Image credit: zhanna / 123RF Stock Photo

Cage the radicals and dial back the crazy

Free radicals have already taken their toll on Grandma's brain. But I need to find help before she takes an irrevocable toll on my sanity.

Free radicals have already taken their toll on Grandma’s brain. And I need to find help before she irrevocably impairs my sanity.

My mother committed my father when I was two. She took her life when I was 22. So when I made it to my 40s with a mere case of manageable depression, I thought I’d dodged the bullet.

But seven years down the caregiving road, I’m not so sure.

Lately I’ve been agitated a lot. I’ve been thinking illogically. Maybe even deteriorating intellectually. If I were one of those people who reads a series of symptoms then self diagnoses, I’d say I’m schizophrenic. But I know I’m not.

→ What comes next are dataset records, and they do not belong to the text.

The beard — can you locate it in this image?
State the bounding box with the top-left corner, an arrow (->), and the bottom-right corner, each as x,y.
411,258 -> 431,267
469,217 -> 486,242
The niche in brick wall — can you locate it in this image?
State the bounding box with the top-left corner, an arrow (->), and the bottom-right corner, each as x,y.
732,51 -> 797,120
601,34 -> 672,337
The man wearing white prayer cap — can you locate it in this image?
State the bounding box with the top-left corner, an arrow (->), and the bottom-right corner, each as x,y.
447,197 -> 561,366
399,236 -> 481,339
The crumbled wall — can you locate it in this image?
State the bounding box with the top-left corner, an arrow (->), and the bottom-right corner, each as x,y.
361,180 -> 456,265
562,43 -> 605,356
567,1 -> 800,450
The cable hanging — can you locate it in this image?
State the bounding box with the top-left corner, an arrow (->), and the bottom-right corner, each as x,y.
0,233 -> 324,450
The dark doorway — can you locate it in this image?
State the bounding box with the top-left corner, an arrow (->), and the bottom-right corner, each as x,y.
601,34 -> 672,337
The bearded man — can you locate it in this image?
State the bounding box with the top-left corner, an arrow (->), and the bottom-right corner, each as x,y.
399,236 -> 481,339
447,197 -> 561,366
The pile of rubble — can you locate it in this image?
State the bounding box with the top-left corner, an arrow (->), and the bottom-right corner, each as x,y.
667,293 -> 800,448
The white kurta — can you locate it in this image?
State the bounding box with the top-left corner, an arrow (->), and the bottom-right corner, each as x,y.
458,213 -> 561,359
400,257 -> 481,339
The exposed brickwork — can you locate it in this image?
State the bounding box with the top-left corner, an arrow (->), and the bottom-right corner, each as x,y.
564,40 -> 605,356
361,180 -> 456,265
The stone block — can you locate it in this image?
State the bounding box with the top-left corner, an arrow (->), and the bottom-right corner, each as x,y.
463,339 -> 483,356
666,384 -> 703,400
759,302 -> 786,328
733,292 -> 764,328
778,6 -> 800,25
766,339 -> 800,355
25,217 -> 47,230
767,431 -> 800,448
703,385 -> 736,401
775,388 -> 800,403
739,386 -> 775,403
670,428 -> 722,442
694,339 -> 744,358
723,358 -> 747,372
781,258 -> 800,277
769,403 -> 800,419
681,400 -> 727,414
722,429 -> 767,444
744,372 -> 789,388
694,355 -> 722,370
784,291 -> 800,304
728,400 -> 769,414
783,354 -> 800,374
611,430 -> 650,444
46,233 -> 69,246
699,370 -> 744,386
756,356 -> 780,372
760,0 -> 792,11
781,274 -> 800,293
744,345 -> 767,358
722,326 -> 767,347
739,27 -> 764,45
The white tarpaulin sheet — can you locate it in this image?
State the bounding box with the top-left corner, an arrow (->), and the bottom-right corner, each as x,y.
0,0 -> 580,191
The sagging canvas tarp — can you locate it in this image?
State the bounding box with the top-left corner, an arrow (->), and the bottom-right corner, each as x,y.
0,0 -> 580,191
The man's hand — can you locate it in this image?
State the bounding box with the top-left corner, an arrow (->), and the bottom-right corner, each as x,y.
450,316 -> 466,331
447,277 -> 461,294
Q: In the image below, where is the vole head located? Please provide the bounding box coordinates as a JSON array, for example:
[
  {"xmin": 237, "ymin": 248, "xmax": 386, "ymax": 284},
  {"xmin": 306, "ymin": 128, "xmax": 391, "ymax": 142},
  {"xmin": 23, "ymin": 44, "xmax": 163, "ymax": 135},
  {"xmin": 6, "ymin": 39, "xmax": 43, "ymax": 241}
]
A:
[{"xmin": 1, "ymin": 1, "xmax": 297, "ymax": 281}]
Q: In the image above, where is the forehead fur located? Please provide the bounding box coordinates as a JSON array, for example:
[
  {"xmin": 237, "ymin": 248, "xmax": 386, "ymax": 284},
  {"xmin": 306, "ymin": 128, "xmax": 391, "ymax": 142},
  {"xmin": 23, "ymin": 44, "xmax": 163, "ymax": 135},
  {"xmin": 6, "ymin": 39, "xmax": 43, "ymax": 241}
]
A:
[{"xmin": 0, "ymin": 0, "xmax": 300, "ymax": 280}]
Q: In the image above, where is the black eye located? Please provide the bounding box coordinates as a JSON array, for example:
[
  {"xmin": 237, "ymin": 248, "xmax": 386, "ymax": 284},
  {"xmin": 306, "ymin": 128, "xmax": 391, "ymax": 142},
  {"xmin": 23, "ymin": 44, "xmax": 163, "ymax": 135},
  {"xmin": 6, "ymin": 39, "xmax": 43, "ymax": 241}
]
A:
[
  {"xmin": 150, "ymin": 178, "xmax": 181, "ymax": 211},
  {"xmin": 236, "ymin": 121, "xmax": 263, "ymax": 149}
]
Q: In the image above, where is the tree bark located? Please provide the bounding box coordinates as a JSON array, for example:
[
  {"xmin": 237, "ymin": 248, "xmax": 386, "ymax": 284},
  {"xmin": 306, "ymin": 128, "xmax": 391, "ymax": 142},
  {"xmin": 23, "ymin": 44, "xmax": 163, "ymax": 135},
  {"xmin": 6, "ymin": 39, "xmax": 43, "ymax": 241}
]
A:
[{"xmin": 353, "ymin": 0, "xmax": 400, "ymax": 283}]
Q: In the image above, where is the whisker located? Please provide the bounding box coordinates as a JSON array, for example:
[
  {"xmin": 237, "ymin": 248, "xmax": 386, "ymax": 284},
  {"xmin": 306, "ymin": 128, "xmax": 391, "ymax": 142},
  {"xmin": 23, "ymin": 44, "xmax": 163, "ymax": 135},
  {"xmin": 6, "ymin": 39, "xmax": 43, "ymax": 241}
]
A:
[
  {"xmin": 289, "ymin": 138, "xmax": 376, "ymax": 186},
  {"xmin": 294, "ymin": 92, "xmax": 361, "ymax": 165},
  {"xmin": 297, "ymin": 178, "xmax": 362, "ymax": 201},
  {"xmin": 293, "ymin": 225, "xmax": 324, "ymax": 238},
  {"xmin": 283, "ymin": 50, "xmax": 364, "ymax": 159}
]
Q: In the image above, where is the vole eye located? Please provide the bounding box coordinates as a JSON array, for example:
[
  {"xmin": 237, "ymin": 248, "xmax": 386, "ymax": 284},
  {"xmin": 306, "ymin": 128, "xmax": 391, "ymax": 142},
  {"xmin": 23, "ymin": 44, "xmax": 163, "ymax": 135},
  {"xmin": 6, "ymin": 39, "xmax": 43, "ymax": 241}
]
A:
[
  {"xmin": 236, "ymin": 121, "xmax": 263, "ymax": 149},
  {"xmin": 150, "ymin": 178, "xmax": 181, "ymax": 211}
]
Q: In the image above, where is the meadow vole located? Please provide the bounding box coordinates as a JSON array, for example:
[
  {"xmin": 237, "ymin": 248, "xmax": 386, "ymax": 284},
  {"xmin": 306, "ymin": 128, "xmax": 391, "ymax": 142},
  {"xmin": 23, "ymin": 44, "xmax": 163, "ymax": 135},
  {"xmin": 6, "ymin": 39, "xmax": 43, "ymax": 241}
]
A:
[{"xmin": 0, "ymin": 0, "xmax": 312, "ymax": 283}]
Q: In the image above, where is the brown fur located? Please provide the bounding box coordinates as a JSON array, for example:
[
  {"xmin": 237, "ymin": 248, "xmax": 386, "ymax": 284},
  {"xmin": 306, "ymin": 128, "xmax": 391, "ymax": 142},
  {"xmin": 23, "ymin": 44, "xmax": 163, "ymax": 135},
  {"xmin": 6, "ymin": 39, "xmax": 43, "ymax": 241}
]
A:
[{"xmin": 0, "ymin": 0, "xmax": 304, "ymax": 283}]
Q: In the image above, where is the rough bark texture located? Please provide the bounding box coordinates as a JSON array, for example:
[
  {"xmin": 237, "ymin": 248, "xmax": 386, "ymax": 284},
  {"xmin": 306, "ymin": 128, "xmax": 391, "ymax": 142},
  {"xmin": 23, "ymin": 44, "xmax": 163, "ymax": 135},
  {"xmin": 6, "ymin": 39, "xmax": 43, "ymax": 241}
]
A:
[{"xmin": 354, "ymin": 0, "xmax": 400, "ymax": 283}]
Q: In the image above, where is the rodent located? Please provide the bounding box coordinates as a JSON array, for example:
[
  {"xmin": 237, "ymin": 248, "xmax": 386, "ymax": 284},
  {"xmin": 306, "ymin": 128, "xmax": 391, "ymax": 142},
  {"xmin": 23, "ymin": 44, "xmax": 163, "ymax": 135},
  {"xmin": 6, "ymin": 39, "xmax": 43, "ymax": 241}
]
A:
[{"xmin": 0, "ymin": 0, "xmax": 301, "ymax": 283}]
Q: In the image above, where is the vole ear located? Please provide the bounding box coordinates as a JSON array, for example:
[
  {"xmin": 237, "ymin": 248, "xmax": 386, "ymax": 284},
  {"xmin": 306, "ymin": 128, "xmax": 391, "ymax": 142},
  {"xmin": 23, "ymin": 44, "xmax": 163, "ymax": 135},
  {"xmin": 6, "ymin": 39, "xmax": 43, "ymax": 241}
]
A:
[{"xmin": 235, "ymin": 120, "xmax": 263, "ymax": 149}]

My grandma is figuratively driving me crazy.

Over the weekend she announced she needed to go to the doctor for reasons I won’t elaborate on. (Let’s just say they are in no way life threatening.) So yesterday morning I dutifully called and made an appointment. When the receptionist told me they could see her at 1:30, my teeth clenched. I couldn’t get a driver that fast, and I was buried in work. But Grandma was downstairs throwing herself a pity party so I made the appointment. As I hung up the rest of the day flashed before my eyes. I took a deep breath then headed down to get her moving. I was agitated before I made it to the bottom stair.

The doctor visit kicked off with a shower, which Grandma had refused all weekend. Part of me said “it’s only 10:00 — this is not going to take three hours.” But the other part said “give yourself a break in between.” Once the ordeal was over and she was dried off and half-dressed, I told her I’d be back down when it was time to go. Then I rushed back upstairs to get as much work done as I could before phase two.

Of course Grandma called me an hour and a half before we left asking if it was time to go yet. And to tell me she’d have to have help getting her walker upstairs. And to ask me how far away the doctor was. I might as well have answered “we’ll leave for the pumpkin patch at Halloween o’ clock with the wheelbarrow.” But I still tried to make her understand. Finally I said, “I’ll come get you when it’s time to go” and hung up.

I tried to refocus on work, but before I could I’d jumped up and grabbed the blueberries out of the fridge. “Take that free radicals. Don’t have time for lunch. Are blueberries really going to keep me from turning into her? How late will I have to work to make up for this appointment?” Anybody listening would seriously doubt my ability to think coherently.